Borja Angoitia

Personal information
- Full name: Borja Angoitia Etxeberría
- Date of birth: 23 April 1992 (age 32)
- Place of birth: Bilbao, Spain
- Height: 1.88 m (6 ft 2 in)
- Position(s): Goalkeeper

Team information
- Current team: Toronto FC II
- Number: 30

Youth career
- 2001–2011: Arenas Getxo

College career
- Years: Team / Apps / (Gls)
- 2011–2014: Quinnipiac Bobcats / 68 / (0)

Senior career*
- Years: Team / Apps / (Gls)
- 2014: Ocean City Nor'easters / 6 / (0)
- 2015–2016: Deusto / 18 / (0)
- 2016: FC Tucson / 9 / (0)
- 2016: Amorebieta / 9 / (0)
- 2017: Rio Grande Valley FC Toros / 14 / (0)
- 2018: Toronto FC II / 5 / (0)

= Borja Angoitia =

Spanish footballer (born 1992)

Borja Angoitia Etxeberría (born 23 April 1992) is a Spanish footballer who plays as a goalkeeper.

==Career==
Angoitia played four years of college soccer at Quinnipiac University between 2011 and 2014, where he made a total of 68 appearances.

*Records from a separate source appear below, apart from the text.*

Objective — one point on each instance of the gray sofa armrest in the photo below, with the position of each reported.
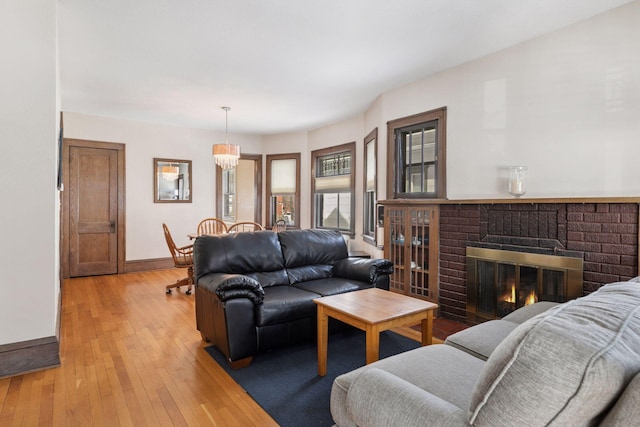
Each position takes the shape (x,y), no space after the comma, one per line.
(379,398)
(231,286)
(362,269)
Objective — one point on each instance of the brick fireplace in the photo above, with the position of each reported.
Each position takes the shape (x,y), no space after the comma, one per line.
(603,235)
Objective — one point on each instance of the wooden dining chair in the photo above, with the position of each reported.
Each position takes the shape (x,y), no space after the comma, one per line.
(182,258)
(245,226)
(280,225)
(212,226)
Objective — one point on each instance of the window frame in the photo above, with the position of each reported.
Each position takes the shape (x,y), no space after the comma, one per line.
(257,159)
(394,169)
(349,147)
(369,210)
(270,222)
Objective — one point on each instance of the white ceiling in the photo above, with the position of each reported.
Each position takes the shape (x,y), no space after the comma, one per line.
(281,65)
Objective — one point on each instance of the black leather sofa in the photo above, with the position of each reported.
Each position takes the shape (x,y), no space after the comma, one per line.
(255,291)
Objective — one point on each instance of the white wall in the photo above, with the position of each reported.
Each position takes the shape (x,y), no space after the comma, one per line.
(566,105)
(144,141)
(29,284)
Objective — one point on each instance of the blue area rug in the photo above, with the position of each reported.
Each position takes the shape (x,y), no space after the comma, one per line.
(286,384)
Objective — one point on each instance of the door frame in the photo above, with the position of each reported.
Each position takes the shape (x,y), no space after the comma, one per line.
(67,143)
(257,185)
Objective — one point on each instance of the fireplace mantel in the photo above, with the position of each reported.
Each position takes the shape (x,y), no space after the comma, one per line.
(512,200)
(604,232)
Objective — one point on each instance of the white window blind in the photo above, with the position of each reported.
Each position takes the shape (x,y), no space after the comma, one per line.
(283,176)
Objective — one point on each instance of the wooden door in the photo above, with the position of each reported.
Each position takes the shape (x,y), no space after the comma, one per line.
(93,211)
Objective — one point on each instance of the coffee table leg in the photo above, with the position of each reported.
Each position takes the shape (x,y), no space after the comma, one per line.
(373,343)
(323,332)
(427,329)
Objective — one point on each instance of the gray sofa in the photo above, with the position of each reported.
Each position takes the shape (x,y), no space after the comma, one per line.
(571,364)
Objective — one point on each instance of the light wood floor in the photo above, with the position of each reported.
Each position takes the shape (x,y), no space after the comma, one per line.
(131,356)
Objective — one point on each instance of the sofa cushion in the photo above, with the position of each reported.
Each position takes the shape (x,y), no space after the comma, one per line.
(301,248)
(305,273)
(332,286)
(626,411)
(239,253)
(480,340)
(565,366)
(525,313)
(439,369)
(283,304)
(380,399)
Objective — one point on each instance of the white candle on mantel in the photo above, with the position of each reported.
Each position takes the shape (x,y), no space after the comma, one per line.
(517,185)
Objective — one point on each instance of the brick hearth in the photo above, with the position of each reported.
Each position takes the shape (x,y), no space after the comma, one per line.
(605,235)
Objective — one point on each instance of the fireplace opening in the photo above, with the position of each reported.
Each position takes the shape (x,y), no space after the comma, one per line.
(499,282)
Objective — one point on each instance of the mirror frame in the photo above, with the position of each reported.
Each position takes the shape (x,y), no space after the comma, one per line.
(158,180)
(371,138)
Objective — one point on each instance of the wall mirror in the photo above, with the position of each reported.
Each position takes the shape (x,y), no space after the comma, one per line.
(172,181)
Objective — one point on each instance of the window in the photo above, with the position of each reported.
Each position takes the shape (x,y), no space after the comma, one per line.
(283,188)
(333,188)
(228,194)
(239,190)
(417,155)
(370,187)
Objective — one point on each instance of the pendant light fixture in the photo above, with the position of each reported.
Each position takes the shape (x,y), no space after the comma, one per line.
(226,155)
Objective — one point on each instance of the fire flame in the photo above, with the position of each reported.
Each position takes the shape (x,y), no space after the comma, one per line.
(530,299)
(512,299)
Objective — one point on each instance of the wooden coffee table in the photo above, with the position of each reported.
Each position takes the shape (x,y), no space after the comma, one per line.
(373,311)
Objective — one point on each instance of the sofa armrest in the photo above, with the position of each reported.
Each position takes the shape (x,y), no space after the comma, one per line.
(231,286)
(379,398)
(362,269)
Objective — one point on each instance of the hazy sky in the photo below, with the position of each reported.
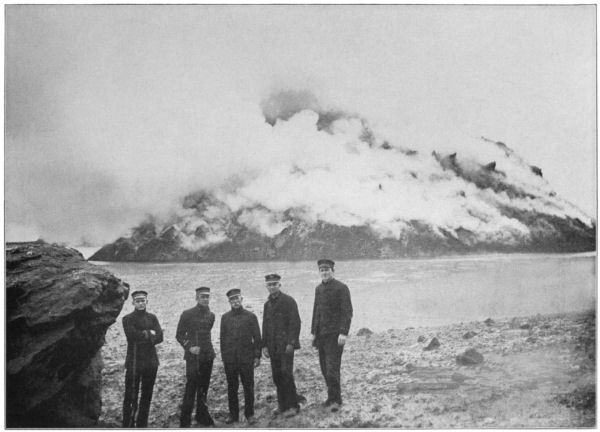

While at Quinnipiac, he also appeared for USL PDL side Ocean City Nor'easters in 2014.

Out of college, Angoitia signed with clubs in Spain and the United States, appearing for SD Deusto, FC Tucson and Amorebieta before joining United Soccer League side Rio Grande Valley FC Toros in March 2017. In 2018, he joined Canadian side Toronto FC II.